Or during the time of slavery in the Ante-Bellum South in the US? If anyone said
at the time that this was not only wrong but not a very unproductive way to run
a society, the statement wasn’t exactly greeted with enthusiasm. That’s because
the statement threatened a whole way of life. That way of life was about to
change fundamentally, but the thought of the change was unthinkable to most of those
living in that society.
The reality is that big disruptive changes are never embraced at once, no
matter how sensible and rational they are. For instance, the principles of
science were figured out by people like Francis Bacon in the early 1600s.
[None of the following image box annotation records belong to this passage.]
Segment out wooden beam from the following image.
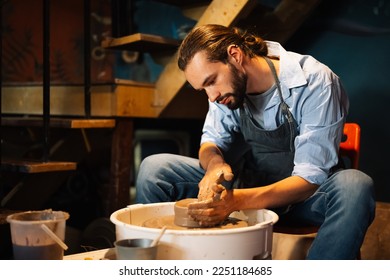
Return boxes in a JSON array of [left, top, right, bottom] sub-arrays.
[[2, 117, 115, 129], [1, 159, 77, 173], [102, 33, 180, 52]]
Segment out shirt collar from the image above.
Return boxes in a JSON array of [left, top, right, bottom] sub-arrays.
[[266, 41, 307, 88]]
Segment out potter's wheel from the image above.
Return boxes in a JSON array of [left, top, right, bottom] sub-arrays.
[[142, 215, 248, 230], [143, 198, 248, 230]]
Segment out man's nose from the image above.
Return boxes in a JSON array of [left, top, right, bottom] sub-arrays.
[[206, 89, 221, 102]]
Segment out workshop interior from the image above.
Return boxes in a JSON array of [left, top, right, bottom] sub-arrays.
[[0, 0, 390, 260]]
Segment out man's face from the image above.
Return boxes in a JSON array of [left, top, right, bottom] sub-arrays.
[[184, 52, 247, 110]]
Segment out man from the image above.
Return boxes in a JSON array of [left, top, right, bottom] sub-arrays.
[[136, 25, 375, 259]]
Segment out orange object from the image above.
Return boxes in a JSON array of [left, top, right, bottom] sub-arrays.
[[273, 123, 360, 258]]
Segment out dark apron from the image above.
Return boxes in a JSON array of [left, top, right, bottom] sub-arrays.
[[234, 57, 297, 188]]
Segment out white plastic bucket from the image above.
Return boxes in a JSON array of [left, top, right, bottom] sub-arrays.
[[7, 210, 69, 260], [110, 202, 279, 260]]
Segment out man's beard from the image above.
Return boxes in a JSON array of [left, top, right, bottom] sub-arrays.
[[220, 62, 248, 110]]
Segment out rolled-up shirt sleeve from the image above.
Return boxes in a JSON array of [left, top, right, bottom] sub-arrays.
[[201, 101, 239, 151], [292, 75, 348, 185]]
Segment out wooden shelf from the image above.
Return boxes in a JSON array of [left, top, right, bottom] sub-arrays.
[[155, 0, 211, 7], [1, 117, 115, 129], [1, 159, 77, 173], [102, 33, 180, 52]]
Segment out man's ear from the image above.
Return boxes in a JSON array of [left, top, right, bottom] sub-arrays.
[[227, 45, 243, 64]]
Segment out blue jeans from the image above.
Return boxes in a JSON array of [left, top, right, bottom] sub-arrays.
[[136, 154, 375, 259]]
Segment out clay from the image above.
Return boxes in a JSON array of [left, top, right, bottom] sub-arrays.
[[174, 198, 202, 228]]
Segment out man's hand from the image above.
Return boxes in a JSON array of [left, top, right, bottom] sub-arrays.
[[198, 168, 234, 201]]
But it
wasn’t until a number of decades later—1660—that the Royal Society was founded
in London and modern science really began to get under way. For a couple of
generations, scientists couldn’t make their voice heard. The universities were
the worst. They fought it bitterly, because they had such a stake in the status
quo. Much of what they were teaching would have to be thrown out. Unthinkable!
Similarly if you
go into business schools today and tell them much of what they are teaching is upside
down, and leading to counterproductive results, and that almost all the management
textbooks will have to be substantially rewritten, you should not expect to be
greeted as a hero. Instead, you will be told, if you are listened to at all, that
your heterodox thoughts will lead to chaos, or worse.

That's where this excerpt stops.